Najwcześniej w lipcu Sejm uchwali przepisy, które umożliwią Polakom leczenie się za granicą. Trwają ostatnie prace na wdrożeniem spóźnionej już o pół roku tak zwanej dyrektywy transgranicznej - ustalił reporter RMF FM Grzegorz Kwolek.
Do tego czasu pacjenci, którzy wybrali zagranicznego lekarza, będą musieli walczyć o zwrot kosztów przed sądem. Wczoraj w Krakowie zapadł wyrok nakazujący Narodowemu Funduszowi Zdrowia zwrot kosztów usunięcia zaćmy w szpitalu w Czechach.
Ten wyrok nie oznacza jednak, że teraz NFZ będzie łatwiej oddawał pieniądze za leczenie.
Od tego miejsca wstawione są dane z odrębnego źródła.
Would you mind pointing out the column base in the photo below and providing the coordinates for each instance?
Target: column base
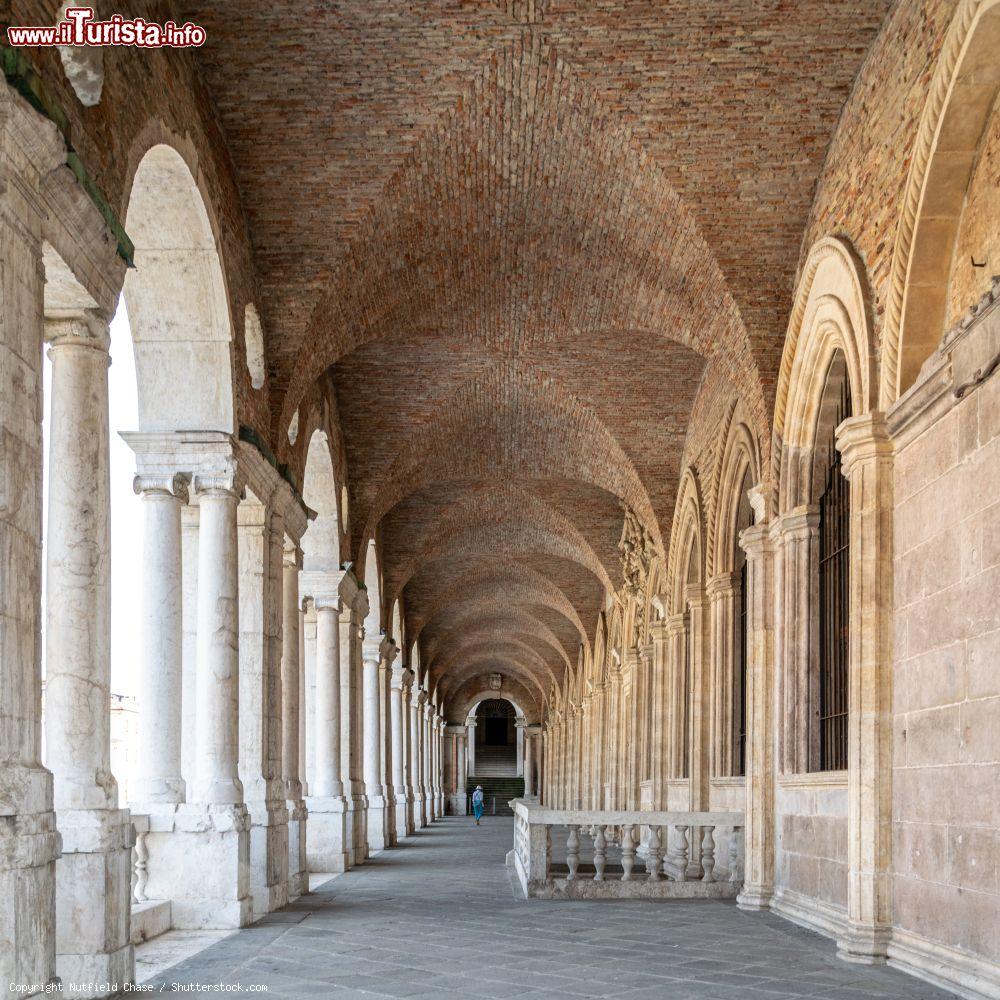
(298, 869)
(378, 838)
(94, 955)
(755, 898)
(29, 846)
(199, 859)
(327, 834)
(403, 821)
(357, 828)
(864, 944)
(268, 855)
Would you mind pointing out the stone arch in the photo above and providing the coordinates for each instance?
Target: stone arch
(321, 541)
(962, 96)
(687, 543)
(177, 300)
(831, 317)
(467, 698)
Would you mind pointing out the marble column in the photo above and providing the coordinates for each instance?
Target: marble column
(387, 653)
(460, 801)
(417, 697)
(374, 790)
(30, 147)
(761, 760)
(397, 685)
(657, 653)
(328, 836)
(259, 764)
(426, 763)
(158, 775)
(291, 679)
(93, 874)
(354, 610)
(699, 734)
(209, 864)
(721, 592)
(529, 776)
(470, 726)
(866, 456)
(407, 762)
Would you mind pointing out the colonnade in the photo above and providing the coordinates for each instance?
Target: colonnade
(237, 816)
W tej chwili nie możemy płacić za takie zabiegi i będziemy się od wszystkich wyroków odwoływać - nie pozostawia złudzeń wiceminister zdrowia Sławomir Neumann. I przyznaje wprost, że chodzi o ograniczenie takich wyjazdów. Naszym celem jest raczej zwiększenie środków w Polsce i leczenie ludzi w Polsce, a nie wysyłanie ich za granicę - podkreśla wiceminister.
Dlatego przepisy, które umożliwią opłacane przez NFZ leczenia za granicą będą bardzo restrykcyjne. Będą wymagały m.in. skierowania od polskiego specjalisty na leczenie u zagranicznego lekarza i zgoda szefa wojewódzkiego oddziału NFZ na leczenie szpitalne. W dodatku fundusz będzie zwracał pieniądze tylko za takie zabiegi, za które płaci w Polsce.